NEW YORK — Quarantined high school bully Evan Maddox, under stay-at-home orders for the past three weeks, gave himself swirlies yesterday out of desperation, amused sources report.
“Sure, it’s weird,” said Maddox, drying off his head and hiding from himself inside a kitchen cupboard. “But keeping up some semblance of a normal routine is important. I’m still getting up early every morning, showering, and brushing my teeth… and then I dunk my head in the toilet and pull the lever as many times as I feel like. Typically, I’ll look at myself in the mirror after and yell, ‘Are you gonna cry, crybaby? Do you want your momma?’ And that helps take the edge off.”
For his part, Maddox’s father Jeff appreciates the diligence with which his son is pursuing his school work.
“You worry that after all this time off, they’re going to get behind when they go back to school,” the 39-year-old said. “But our daughter Sarah is keeping up with her math, and Evan is ritualistically humiliating himself two or three times a day. It’s great to see how seriously they take their schooling. Earlier I saw Evan pants himself in the kitchen and then laugh at his own penis before running off. He’s very well adjusted. I’d like to think I had some part in that because of my constant absence and alcohol dependency — seems like it’s made my kids pretty self sufficient.”

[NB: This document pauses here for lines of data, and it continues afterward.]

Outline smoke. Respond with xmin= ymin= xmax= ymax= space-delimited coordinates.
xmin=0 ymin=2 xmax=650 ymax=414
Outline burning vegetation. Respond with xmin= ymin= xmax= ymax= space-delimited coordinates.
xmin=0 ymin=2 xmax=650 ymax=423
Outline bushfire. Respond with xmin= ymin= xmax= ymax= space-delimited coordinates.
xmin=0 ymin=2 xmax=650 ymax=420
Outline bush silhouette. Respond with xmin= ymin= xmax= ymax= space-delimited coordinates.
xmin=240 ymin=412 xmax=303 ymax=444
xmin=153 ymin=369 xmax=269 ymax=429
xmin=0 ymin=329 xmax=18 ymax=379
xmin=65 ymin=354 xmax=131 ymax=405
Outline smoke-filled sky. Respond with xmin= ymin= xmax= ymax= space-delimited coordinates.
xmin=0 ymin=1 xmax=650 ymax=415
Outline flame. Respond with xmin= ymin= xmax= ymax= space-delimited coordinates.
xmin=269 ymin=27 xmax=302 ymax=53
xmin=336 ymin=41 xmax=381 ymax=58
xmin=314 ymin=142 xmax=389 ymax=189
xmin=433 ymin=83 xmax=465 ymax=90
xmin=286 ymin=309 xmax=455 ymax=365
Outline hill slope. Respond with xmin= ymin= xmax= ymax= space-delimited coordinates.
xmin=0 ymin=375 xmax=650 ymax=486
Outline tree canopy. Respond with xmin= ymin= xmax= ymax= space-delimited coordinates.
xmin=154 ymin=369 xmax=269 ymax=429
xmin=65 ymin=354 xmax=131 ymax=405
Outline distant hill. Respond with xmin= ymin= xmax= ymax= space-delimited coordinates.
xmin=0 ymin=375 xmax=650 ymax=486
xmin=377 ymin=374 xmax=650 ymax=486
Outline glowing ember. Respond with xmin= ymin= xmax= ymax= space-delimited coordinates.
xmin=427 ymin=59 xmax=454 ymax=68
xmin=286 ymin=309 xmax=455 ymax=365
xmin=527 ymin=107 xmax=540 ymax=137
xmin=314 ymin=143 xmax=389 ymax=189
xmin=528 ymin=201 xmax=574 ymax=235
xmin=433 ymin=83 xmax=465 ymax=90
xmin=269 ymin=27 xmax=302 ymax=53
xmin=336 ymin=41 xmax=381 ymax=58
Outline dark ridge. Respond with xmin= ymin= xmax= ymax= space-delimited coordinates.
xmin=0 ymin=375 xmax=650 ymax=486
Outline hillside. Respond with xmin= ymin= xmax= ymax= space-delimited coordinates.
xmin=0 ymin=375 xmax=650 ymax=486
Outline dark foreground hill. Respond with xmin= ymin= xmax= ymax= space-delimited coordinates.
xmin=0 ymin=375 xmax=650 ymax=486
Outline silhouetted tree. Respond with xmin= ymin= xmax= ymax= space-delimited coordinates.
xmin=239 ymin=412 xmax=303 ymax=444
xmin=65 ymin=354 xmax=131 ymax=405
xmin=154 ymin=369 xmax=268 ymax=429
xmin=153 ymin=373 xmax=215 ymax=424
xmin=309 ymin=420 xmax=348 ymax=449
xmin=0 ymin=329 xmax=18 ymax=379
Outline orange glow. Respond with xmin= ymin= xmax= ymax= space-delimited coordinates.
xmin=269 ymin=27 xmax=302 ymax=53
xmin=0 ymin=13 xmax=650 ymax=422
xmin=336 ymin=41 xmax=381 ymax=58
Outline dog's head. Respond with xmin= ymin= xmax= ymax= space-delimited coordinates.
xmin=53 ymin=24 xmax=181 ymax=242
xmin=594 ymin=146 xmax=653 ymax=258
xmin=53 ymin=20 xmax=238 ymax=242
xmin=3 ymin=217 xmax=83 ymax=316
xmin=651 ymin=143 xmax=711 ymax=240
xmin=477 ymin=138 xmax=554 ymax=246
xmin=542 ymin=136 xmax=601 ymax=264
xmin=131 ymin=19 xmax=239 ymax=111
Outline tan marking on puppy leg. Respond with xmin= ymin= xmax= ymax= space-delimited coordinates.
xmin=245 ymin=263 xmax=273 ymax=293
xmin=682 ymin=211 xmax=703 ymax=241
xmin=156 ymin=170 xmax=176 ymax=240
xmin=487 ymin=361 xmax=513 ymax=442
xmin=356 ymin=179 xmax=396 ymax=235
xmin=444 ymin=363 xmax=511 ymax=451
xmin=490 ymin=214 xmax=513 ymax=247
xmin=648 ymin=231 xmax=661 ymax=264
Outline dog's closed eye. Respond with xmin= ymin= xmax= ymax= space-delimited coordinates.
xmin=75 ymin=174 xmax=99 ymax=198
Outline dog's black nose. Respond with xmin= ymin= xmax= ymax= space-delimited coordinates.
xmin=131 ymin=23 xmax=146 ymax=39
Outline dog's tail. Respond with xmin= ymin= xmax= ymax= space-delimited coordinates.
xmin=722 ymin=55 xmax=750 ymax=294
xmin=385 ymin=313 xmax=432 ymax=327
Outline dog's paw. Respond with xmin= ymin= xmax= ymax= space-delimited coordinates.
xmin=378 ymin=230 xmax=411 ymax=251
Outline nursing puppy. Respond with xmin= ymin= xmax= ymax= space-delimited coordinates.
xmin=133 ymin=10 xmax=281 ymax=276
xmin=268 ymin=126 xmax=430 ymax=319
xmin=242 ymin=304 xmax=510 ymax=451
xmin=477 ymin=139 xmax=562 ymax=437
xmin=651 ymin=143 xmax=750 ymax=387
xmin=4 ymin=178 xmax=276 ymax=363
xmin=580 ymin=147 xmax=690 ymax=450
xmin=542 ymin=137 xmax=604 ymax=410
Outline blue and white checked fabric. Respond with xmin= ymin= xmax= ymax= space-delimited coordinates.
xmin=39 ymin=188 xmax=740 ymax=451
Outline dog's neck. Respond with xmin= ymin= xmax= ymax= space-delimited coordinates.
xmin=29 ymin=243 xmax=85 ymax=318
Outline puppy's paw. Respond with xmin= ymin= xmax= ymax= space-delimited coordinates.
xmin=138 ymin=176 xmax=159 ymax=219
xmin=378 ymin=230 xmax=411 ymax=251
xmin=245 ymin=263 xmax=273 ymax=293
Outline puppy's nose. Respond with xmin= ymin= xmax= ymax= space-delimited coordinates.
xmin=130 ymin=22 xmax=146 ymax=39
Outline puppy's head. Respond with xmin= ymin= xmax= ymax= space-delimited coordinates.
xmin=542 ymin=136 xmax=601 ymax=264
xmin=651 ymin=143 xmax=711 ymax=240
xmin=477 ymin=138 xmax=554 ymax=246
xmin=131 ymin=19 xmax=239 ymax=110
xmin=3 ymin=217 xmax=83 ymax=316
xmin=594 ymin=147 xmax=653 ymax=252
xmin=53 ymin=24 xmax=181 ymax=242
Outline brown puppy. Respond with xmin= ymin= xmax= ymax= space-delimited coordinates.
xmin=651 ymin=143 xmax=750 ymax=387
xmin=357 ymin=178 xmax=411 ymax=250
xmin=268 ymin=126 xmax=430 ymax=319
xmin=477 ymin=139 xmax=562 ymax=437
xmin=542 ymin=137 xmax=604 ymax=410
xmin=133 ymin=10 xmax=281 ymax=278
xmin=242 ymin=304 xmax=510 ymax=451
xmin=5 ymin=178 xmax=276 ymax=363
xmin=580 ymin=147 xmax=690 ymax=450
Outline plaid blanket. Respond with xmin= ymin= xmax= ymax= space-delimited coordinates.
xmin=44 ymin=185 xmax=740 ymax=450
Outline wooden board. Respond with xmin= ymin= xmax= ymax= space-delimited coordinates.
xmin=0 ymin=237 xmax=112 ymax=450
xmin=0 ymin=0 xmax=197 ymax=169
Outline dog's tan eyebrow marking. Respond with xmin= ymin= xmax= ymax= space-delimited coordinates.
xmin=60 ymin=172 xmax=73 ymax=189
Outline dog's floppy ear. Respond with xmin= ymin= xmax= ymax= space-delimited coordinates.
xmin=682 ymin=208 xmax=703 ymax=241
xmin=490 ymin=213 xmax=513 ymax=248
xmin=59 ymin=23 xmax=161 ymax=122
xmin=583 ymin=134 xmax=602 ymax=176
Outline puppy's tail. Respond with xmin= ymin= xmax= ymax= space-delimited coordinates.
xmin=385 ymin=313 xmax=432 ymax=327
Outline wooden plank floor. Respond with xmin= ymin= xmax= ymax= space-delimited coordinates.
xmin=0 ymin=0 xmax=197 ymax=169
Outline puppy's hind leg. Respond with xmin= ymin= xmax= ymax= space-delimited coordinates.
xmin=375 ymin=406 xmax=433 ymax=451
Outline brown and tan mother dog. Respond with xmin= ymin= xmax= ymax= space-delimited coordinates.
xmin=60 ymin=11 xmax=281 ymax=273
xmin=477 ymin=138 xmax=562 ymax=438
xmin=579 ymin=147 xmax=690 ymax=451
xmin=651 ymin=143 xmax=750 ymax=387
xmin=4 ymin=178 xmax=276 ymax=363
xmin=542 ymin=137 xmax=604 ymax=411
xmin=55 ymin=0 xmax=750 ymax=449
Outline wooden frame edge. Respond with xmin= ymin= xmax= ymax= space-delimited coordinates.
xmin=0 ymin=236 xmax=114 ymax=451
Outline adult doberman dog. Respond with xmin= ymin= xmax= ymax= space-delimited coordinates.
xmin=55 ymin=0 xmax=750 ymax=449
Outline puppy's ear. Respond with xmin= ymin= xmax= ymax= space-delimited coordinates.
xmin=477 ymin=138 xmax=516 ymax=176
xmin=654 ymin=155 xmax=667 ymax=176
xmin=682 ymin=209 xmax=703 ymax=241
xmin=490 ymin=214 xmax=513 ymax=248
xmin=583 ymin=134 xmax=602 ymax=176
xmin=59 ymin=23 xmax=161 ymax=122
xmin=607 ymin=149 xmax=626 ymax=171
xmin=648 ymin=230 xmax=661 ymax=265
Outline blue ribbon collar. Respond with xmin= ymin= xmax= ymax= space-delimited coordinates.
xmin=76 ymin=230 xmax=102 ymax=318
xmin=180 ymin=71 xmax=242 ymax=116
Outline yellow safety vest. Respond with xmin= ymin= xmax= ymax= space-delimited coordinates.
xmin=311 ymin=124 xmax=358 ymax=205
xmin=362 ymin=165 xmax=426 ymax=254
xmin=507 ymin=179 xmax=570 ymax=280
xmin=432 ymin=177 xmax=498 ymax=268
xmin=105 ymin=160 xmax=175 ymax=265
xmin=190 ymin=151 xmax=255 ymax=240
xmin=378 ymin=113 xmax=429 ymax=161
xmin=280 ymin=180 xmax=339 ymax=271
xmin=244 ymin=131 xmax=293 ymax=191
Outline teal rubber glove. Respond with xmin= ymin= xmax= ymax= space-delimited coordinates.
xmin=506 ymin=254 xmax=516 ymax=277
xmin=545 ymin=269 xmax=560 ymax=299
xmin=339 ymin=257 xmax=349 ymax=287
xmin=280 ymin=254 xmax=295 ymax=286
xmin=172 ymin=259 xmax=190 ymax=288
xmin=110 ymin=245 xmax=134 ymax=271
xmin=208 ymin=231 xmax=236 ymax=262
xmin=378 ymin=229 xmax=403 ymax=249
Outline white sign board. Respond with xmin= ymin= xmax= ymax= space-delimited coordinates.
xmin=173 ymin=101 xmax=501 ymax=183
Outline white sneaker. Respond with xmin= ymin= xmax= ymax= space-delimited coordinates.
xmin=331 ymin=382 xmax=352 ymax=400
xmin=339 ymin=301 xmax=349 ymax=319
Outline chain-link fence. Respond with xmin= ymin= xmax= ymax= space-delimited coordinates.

Freshman chess club captain Paul Franklin, Maddox’s most frequent victim, claimed that missing his daily swirly is “bittersweet.”
“What I miss most is the routine. Although I don’t love having my head dipped in a toilet — and I especially didn’t appreciate the rare ‘chocolate’ swirly — I did like the human contact between Evan and myself,” said Franklin via phone. “A lot of people feel invisible in high school. I’ve never had that problem, thanks to Evan and his buddies. Lately we’ve been trying to coordinate Zoom meetings so they can call me ‘retard’ or ‘gay’ or whatever. It’ll be nice to see everyone again, even if it does make me cry.”
At press time, Maddox was carefully insulting every article of clothing he wore as “poor people shit I wouldn’t let my dog chew on.”